Die Appellgegner verweisen auf das US- TARP-Programm: „Das ist der richtige Weg!“ Allerdings sind die Grenzen fließend: Wenn spanische Banken uneinbringliche Forderungen an Immobilienfirmen abschreiben müssen, kürzen die dadurch entstehenden Verluste das Eigenkapital – womit neuerlich rekapitalisiert werden muss. Eine „kollektive Haftung“ sieht nicht viel anders aus.

Im Sinne der 170 Ökonomen hat sich auch Bundesbankpräsident Jens Weidmann geäußert: Der Maastricht-Rahmen der nationalen Eigenverantwortung werde nun „weitgehend entkernt“, ohne dass ein glaubwürdiger neuer Ordnungsrahmen in Sicht wäre. Zwar kann sich auch Weidmann eine gemeinsame Rekapitalisierung von Banken nach Schaffung einer zentralen Aufsicht vorstellen – aber zuvor müssten Anteilseigner und betroffene Staaten Verantwortung übernehmen. Stattdessen würden die Risken immer stärker vergemeinschaftet.

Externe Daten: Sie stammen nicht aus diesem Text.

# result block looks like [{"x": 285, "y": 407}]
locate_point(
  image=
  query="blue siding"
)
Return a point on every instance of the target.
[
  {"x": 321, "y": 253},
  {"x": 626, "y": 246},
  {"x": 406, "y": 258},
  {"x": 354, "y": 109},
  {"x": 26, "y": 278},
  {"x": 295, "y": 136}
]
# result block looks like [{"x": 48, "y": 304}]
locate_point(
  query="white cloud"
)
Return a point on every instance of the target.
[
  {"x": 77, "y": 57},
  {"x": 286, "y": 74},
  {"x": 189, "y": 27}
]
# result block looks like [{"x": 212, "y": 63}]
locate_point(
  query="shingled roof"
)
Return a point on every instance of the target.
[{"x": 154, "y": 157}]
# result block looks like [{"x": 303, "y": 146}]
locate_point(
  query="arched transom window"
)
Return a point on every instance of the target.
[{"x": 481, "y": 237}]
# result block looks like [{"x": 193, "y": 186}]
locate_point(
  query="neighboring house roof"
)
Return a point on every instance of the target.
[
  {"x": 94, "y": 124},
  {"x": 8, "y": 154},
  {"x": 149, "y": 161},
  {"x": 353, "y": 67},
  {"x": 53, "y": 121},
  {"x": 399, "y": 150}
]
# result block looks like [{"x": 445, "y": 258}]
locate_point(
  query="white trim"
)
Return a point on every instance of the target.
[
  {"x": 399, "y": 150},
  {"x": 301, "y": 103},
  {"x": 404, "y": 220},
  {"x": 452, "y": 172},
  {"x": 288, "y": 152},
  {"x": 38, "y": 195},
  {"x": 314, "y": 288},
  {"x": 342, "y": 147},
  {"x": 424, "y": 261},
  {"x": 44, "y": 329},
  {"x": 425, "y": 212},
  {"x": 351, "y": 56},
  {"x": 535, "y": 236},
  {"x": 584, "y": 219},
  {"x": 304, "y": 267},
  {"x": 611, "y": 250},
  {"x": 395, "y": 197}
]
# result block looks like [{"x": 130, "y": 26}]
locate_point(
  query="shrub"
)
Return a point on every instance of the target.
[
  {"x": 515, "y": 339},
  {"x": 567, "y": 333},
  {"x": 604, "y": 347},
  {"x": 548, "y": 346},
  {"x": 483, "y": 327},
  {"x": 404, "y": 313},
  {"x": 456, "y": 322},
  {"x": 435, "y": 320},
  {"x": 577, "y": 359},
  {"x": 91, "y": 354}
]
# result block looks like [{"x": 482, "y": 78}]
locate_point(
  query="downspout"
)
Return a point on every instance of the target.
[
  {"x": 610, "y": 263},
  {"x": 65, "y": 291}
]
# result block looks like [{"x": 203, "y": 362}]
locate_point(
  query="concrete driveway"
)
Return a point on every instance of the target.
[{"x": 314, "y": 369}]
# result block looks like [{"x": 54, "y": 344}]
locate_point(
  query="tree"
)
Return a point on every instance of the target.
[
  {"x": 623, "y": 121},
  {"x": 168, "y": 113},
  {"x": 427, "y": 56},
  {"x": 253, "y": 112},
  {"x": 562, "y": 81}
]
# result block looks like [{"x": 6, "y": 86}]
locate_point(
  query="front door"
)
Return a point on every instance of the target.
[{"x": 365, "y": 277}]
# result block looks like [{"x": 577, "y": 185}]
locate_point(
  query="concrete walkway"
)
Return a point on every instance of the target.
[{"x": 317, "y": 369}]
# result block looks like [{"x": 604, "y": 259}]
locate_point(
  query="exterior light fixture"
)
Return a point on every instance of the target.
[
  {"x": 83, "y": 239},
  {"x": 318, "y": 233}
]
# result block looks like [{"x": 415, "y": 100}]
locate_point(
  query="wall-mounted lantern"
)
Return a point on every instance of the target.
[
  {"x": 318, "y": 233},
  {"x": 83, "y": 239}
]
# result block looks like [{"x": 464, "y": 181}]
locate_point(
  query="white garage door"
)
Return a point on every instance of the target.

Bofinger (der mit dem „Stammtisch“-Vergleich) macht gar keinen Hehl daraus, dass er sich eben das wünscht: „Es ist an der Zeit, dass die deutschen Ökonomen sich entweder zum Euro bekennen – oder dagegen.“ Und wer für den Euro sei, müsse auch eine gemeinsame Haftung akzeptieren.